The answer has already been given. Every wellness page, every dieting forum, every article you read before this one told you the same thing: your calorie deficit is the reason your sleep fell apart.
One experiment was designed specifically to test whether that's true. It ran for two years. It followed 220 healthy adults through a sustained calorie restriction, the kind of deficit anyone running a serious cut would recognize.
The deficit didn't harm a single measure of sleep. At twelve months, the people eating less were sleeping better than the control group.
Does a Calorie Deficit Make Your Sleep Worse?
No. The longest controlled trial on this question found that calorie restriction did not worsen any dimension of sleep quality over two years, and actually improved sleep duration at twelve months. The deficit is not the sleep problem.
— Martin et al. 2016 · JAMA Internal Medicine · n=220
The correlation pointed the wrong direction entirely.

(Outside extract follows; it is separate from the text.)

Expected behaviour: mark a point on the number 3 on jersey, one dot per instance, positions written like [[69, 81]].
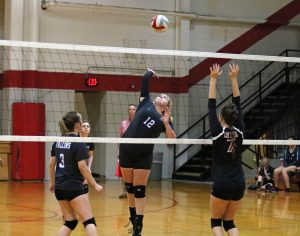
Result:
[[149, 123], [61, 161]]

People who lost more weight reported better sleep quality at the end of the trial. The deficit wasn't stealing sleep. If anything, losing the weight gave some of it back.
So if the restriction itself is innocent, something else is breaking her nights. And that something else is doing damage she hasn't checked for yet.
A metabolic ward study isolated the variable directly. Same calorie deficit. Same food. Same schedule. Only one difference: one group slept 8.5 hours per night, the other slept 5.5.
Both groups lost identical weight on the scale. The group that slept less lost 60% more of it from muscle and 55% less from fat. Same diet, same deficit, completely different body.
The restriction never touched her sleep. What happened instead: restricted sleep touched what her restriction accomplished. The cut kept working. It just started pulling from the wrong tissue.
Same diet, same deficit, completely different body.
The sleep data came from questionnaires, not lab sensors. The participants were healthy adults at a normal weight — not people grinding through aggressive cuts. And the improvement, while real, was modest in size.
But the body composition shift wasn't modest at all. And the cost of sleeping poorly during a cut doesn't repair itself over the weekend. Two recovery nights aren't enough to reverse what five short nights built.
The deficit is cleared. What actually decides whether your cut takes fat or muscle is the variable you set every night when you choose what time to put the phone down.